Abstract

Background: Moxetumomab pasudotox (Moxe) is a recombinant immunotoxin that targets CD22. Moxe showed high clinical activity in a phase II trial against hairy cell leukemia (Kreitman et al, 2012) and a phase III trial has recently completed enrollment. Moxe also demonstrated objective responses in 30% of children with multiply relapsed acute lymphoblastic leukemia (ALL) (Wayne et al AACR 2014). In a xenograft model with the ALL cell line KOPN-8, Moxe as monotherapy clears the murine bone marrow (BM) from leukemia blasts (Mueller et al, CCR 2016). However, mice eventually relapse and die of progressive disease.

Goal: To characterize the ALL cells responsible for relapse and to devise a relapse-preventing treatment.

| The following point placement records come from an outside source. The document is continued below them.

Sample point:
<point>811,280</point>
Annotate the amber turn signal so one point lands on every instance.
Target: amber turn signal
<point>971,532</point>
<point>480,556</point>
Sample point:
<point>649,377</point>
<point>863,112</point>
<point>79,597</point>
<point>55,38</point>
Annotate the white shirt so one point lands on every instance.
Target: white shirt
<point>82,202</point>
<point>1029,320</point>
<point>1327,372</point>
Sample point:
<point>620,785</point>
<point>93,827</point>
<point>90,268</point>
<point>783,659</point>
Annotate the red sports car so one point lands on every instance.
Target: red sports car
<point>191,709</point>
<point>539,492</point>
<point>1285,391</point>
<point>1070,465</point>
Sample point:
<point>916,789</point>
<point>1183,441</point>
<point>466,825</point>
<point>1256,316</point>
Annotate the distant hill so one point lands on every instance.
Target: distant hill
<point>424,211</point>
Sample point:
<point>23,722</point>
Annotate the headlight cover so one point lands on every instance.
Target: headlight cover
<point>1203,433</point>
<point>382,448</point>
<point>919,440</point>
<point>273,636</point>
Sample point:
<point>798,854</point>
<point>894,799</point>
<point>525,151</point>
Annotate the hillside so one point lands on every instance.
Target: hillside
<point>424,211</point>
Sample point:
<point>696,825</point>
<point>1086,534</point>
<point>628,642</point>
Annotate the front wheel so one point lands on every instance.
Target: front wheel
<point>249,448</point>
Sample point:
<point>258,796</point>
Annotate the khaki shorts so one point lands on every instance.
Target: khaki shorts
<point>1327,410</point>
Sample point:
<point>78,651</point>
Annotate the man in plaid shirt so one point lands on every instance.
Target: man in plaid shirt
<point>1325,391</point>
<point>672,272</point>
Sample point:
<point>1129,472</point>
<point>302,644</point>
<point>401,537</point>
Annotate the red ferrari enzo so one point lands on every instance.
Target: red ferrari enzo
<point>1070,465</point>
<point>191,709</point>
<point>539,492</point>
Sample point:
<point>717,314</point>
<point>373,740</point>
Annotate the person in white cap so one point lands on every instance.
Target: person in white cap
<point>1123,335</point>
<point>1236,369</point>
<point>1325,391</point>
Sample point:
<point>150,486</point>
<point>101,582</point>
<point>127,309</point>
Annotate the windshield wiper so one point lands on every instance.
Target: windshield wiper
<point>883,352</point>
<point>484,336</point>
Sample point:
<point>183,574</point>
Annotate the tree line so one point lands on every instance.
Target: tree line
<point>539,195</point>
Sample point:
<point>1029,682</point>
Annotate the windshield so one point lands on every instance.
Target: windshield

Methods/Results: The ALL cell lines KOPN-8 and REH were transduced with luciferase. The systemic bioluminescence signal in KOPN-8 bearing mice was abrogated after three i.v. bolus-doses of Moxe. Relapse was subsequently detected at various, apparently randomly distributed BM sites which possibly were the origin of systemic relapse. The systemic relapse remained Moxe-sensitive for several treatment cycles, but the bioluminescence signal at the discrete BM sites persisted. After several treatment cycles a Moxe-resistant systemic relapse emerged and mice died of progressive disease as determined by bioluminescence and flow cytometry. The Moxe-resistant cells showed a loss of CD10, and a 2.5-fold decrease in surface CD19 and CD22. CD22 mRNA levels and total CD22 protein by Western Blot were reduced up to 7-fold, indicating a profound reduction of intracellular CD22 in resistant cells. RNA deep sequencing revealed a global transcriptional change including down-regulation of B-cell specific genes suggesting a less mature state of KOPN-8 in the Moxe resistant blasts.

We had previsouly demonstrated an epigenetic mechanism of Moxe resistance in vitro (Hu et al, Leuk Res 2013). Because most of the genetically homogeneous KOPN-8 cells growing in murine BM were Moxe sensitive but cells at discrete sites persisted, we hypothesized that locally induced epigenetic changes might partially explain the resistance. We therefore combined Moxe with the DNA-methyltransferase inhibitor 5-Azacytidine (5-AZA). KOPN-8 bearing mice treated with Moxe or 5-AZA alone survived longer than untreated mice, but eventually died from leukemia. However, mice that received the combination of 5-AZA and Moxe were disease free at 4 months after treatment by flow cytometry and histopathology. The combination of 5-AZA and Moxe also improved responses over each agent alone in a second ALL xenograft model with the ALL cell line REH.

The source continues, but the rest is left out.